Apr 22, 2010 at 6:23pm UTC
Huhu...
I have an member function of my Manager Class named "GetCurrentTime()"...
Also, I have <windows.h> included, which resolves in a problem:
because it includes <winbase.h> itself there is an #define GetTickCount() GetCurrentTime()
...
the problem now is, that i do not want to rename or search-and-replace the GetCurrentTime()-member of my class...
is there another solution? (WIN32_LEAN_AND_MEAN does ofcourse not work)...
Apr 22, 2010 at 7:51pm UTC
this is one of the many reasons why macros are evil.
Anyway you can #undef it:
1 2 3 4 5 6 7 8
#ifdef GetCurrentTime
#undef GetCurrentTime
#endif
class Manager
{
whatever GetCurrentTime(); // now it's OK
};
EDIT:
of course, this will introduce problems if you want to use WinAPI's GetCurrentTime function.
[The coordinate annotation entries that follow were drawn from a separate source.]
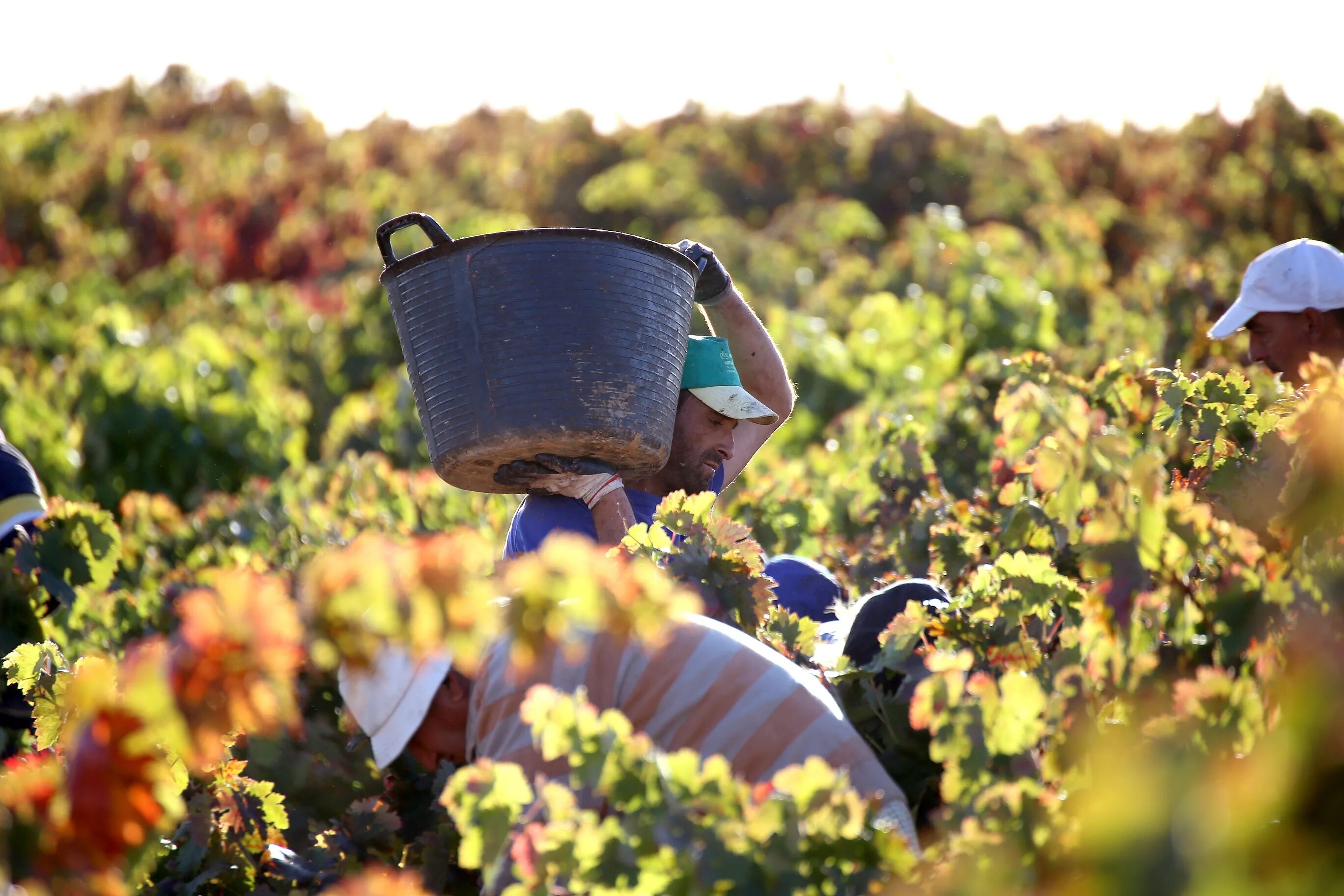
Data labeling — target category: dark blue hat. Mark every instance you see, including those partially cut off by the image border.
[765,554,841,622]
[844,579,950,666]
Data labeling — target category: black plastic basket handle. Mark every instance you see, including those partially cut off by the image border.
[378,211,453,267]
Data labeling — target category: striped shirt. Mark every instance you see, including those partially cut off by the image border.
[466,615,918,849]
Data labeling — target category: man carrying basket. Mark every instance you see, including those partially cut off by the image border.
[495,240,793,558]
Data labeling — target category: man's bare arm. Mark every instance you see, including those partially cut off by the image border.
[593,489,634,544]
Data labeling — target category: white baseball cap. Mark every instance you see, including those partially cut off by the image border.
[1208,239,1344,338]
[337,647,453,768]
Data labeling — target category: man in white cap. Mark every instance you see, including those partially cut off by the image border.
[340,615,918,850]
[495,240,793,558]
[1208,239,1344,386]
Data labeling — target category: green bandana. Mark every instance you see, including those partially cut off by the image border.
[681,336,742,388]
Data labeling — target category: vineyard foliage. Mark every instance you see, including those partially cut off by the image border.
[0,68,1344,895]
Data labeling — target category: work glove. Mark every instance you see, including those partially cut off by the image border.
[672,239,732,308]
[495,454,625,510]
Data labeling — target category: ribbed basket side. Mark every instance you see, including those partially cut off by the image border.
[384,231,695,492]
[471,238,694,442]
[392,265,478,458]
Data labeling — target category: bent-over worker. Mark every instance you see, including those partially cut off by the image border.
[495,240,793,558]
[340,615,918,849]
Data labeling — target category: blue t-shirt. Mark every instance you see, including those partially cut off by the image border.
[504,465,723,558]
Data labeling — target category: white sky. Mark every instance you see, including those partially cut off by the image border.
[0,0,1344,132]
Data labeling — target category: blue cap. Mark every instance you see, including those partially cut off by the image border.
[765,554,841,622]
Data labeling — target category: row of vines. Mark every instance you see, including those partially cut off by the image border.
[0,68,1344,896]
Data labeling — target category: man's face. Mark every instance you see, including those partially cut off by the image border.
[660,395,738,494]
[406,672,472,771]
[1246,309,1329,386]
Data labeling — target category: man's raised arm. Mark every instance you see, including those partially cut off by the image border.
[676,239,793,485]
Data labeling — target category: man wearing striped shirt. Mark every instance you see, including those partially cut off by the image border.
[340,615,918,849]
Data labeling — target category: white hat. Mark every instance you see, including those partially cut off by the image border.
[688,386,780,426]
[337,647,453,768]
[1208,239,1344,338]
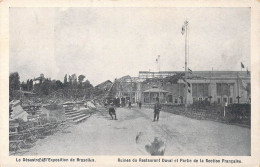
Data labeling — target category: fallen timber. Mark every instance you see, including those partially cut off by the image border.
[9,102,95,155]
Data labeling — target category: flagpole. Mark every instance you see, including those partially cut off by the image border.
[184,20,188,107]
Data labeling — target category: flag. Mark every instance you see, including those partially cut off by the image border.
[181,25,185,35]
[241,62,245,68]
[239,77,247,90]
[188,68,192,74]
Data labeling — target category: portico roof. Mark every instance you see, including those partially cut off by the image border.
[143,88,168,93]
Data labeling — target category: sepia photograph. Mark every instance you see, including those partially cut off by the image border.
[6,7,251,157]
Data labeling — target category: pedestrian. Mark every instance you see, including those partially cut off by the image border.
[153,97,162,122]
[108,103,117,120]
[139,101,142,109]
[128,100,132,109]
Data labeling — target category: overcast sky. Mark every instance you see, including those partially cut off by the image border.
[9,8,250,85]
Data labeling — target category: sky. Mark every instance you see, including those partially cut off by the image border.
[9,7,251,85]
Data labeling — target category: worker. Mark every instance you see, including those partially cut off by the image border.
[139,101,142,109]
[153,97,162,122]
[108,102,117,120]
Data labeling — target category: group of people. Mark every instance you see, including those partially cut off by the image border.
[105,97,162,122]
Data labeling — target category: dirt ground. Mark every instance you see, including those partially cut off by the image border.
[24,108,251,156]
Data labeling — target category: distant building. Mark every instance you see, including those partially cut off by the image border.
[95,80,112,91]
[115,71,251,104]
[33,74,46,85]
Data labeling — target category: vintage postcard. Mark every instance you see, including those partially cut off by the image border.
[0,1,260,167]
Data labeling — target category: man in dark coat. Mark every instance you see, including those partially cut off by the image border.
[108,103,117,120]
[139,101,142,109]
[153,97,162,122]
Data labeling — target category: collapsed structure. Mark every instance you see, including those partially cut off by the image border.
[113,71,251,104]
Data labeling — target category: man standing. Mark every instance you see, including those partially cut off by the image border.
[153,97,162,122]
[139,101,142,109]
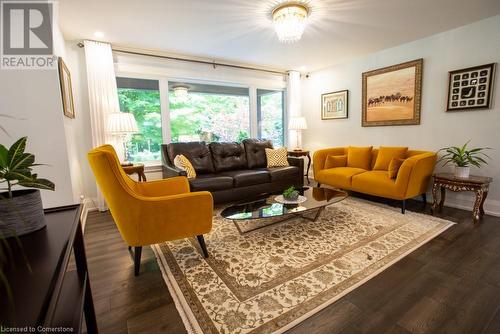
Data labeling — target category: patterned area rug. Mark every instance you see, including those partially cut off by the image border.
[153,198,453,334]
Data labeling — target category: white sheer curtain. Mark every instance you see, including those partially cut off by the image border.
[285,71,302,148]
[84,40,120,211]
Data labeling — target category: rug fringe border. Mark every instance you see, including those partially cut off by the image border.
[151,244,203,334]
[273,220,456,334]
[151,204,456,334]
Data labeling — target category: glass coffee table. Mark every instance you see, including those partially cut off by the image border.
[220,187,348,234]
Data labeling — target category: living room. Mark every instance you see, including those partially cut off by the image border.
[0,0,500,333]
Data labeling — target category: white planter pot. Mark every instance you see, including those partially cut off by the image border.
[455,166,470,179]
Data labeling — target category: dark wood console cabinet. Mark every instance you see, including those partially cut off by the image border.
[0,205,98,333]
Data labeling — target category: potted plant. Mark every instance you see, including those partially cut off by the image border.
[283,186,299,201]
[439,140,490,178]
[0,137,55,238]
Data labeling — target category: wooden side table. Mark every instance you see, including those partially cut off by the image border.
[122,164,146,182]
[288,150,311,184]
[432,173,493,223]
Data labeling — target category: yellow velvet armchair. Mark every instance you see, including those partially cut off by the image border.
[313,147,437,213]
[87,145,213,276]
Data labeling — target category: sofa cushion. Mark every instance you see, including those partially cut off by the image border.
[189,174,233,191]
[243,139,273,169]
[315,167,366,189]
[266,166,300,182]
[167,141,215,174]
[351,170,404,199]
[373,146,408,170]
[325,154,347,169]
[208,142,247,172]
[347,146,372,170]
[387,158,405,179]
[218,169,271,188]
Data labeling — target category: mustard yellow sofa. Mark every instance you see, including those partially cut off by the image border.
[87,145,213,276]
[313,147,437,213]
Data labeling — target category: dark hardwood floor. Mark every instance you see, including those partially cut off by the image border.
[85,197,500,334]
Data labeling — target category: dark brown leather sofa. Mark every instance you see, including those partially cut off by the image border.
[162,139,304,203]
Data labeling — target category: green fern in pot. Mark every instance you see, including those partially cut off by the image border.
[439,140,490,178]
[0,137,55,238]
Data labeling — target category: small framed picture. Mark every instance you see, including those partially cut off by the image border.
[59,57,75,118]
[321,89,349,119]
[446,63,496,111]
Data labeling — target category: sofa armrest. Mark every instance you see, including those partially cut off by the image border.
[162,164,187,179]
[396,152,437,198]
[287,157,304,174]
[313,147,346,176]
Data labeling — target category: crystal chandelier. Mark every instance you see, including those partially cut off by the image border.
[272,3,309,43]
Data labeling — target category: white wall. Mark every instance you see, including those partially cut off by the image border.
[302,16,500,214]
[64,41,97,199]
[0,23,78,208]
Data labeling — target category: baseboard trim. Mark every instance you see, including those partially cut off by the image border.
[80,198,97,231]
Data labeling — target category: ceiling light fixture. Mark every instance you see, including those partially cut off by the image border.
[173,86,189,98]
[272,3,309,43]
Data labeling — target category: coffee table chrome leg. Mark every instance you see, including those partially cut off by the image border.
[233,219,244,235]
[313,206,325,222]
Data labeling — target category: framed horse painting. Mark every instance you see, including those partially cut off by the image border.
[361,59,423,126]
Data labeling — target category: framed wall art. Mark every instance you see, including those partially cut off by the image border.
[58,57,75,118]
[446,63,496,111]
[361,59,423,126]
[321,89,349,119]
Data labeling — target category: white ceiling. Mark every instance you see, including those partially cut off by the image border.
[59,0,500,72]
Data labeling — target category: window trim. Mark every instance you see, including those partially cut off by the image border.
[256,88,287,147]
[115,71,288,164]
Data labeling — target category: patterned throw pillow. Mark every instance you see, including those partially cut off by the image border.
[325,154,347,169]
[174,154,196,179]
[266,147,289,168]
[387,158,405,179]
[373,146,408,170]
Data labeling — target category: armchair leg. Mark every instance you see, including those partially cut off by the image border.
[196,235,208,259]
[134,246,142,276]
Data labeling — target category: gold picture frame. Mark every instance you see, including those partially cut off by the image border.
[58,57,75,118]
[321,89,349,120]
[361,58,423,127]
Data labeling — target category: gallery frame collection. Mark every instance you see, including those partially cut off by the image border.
[446,63,496,111]
[321,58,496,127]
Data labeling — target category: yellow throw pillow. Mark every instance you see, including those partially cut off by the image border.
[387,158,405,179]
[347,146,372,170]
[174,154,196,179]
[266,147,289,168]
[325,155,347,169]
[373,146,408,170]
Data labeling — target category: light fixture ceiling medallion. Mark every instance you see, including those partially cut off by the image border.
[272,2,309,43]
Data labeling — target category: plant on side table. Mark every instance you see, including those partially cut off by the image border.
[439,140,490,178]
[283,186,299,201]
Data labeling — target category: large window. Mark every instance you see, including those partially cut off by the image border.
[168,82,250,142]
[116,77,163,162]
[257,89,285,147]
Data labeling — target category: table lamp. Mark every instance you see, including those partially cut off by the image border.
[106,112,139,162]
[288,117,307,151]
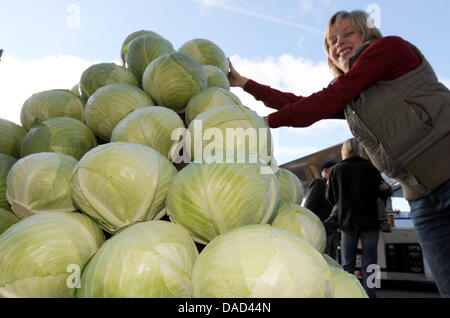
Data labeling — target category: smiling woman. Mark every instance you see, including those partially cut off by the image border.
[229,11,450,297]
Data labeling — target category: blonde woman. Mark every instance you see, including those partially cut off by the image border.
[229,11,450,297]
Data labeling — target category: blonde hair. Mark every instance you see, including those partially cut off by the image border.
[324,10,383,77]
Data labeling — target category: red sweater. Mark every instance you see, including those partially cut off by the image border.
[244,36,422,128]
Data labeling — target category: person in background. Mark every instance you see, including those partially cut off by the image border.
[304,161,339,260]
[228,11,450,297]
[325,139,382,298]
[305,161,336,222]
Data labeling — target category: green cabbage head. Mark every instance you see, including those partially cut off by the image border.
[21,117,97,160]
[125,35,175,83]
[186,87,242,124]
[185,105,272,162]
[20,89,84,130]
[0,118,27,158]
[192,224,334,298]
[178,39,230,74]
[80,63,139,98]
[166,152,279,244]
[203,65,230,90]
[111,106,184,158]
[0,208,20,235]
[6,152,77,218]
[142,52,208,113]
[0,153,17,209]
[0,212,105,298]
[330,267,368,298]
[272,202,327,253]
[120,30,161,66]
[71,142,177,233]
[276,168,305,205]
[85,84,155,141]
[77,221,198,298]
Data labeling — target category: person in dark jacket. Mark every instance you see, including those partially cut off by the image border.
[305,161,339,260]
[326,139,382,297]
[305,161,336,222]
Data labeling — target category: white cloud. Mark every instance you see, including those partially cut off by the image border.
[191,0,323,36]
[0,55,99,124]
[298,0,331,14]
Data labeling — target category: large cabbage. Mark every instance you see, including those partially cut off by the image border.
[6,152,77,218]
[330,266,369,298]
[142,52,208,113]
[0,153,17,209]
[203,65,230,90]
[80,63,139,98]
[20,89,84,130]
[272,202,327,253]
[0,212,105,298]
[21,117,97,160]
[166,152,279,244]
[186,87,242,124]
[111,106,184,158]
[77,221,198,298]
[185,105,272,162]
[71,142,177,233]
[125,35,175,83]
[0,118,27,158]
[192,225,334,298]
[120,30,161,66]
[0,208,20,235]
[86,84,154,141]
[178,39,230,74]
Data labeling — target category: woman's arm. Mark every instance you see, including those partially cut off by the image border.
[267,37,421,128]
[228,60,303,109]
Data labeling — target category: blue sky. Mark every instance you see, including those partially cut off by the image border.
[0,0,450,163]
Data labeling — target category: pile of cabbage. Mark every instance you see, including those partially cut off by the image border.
[0,31,367,298]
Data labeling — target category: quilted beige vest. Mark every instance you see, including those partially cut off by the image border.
[345,39,450,200]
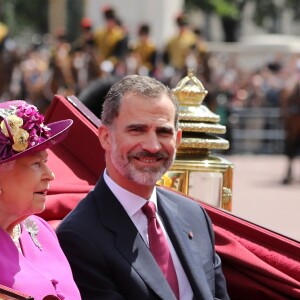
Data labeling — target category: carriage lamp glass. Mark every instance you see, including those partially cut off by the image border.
[158,70,234,211]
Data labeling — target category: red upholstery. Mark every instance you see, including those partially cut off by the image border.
[41,96,300,300]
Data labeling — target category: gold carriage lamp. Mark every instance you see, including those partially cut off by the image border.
[158,70,233,211]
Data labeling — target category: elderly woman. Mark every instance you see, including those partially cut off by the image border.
[0,100,80,300]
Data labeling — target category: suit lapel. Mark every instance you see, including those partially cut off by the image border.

Last edited on Apr 22, 2010 at 7:53pm UTC
Apr 22, 2010 at 9:13pm UTC
i am wondering why this works even while the inclusion of the winbase.h is in another class header file and the undef in this one...
i always did try to do it right in the cpp file which needed the function of mine...
Apr 22, 2010 at 10:53pm UTC
wait.. what? I'm not sure I understand.
It should work as long as you undef after the #include, and before you actually use the function.
Apr 23, 2010 at 2:25pm UTC
I'm not sure that would really work.
If you #include <windows.h> after you #include class.h, windows.h will #define GetCurrentTime again, and all references to it in class.cpp will screw up again.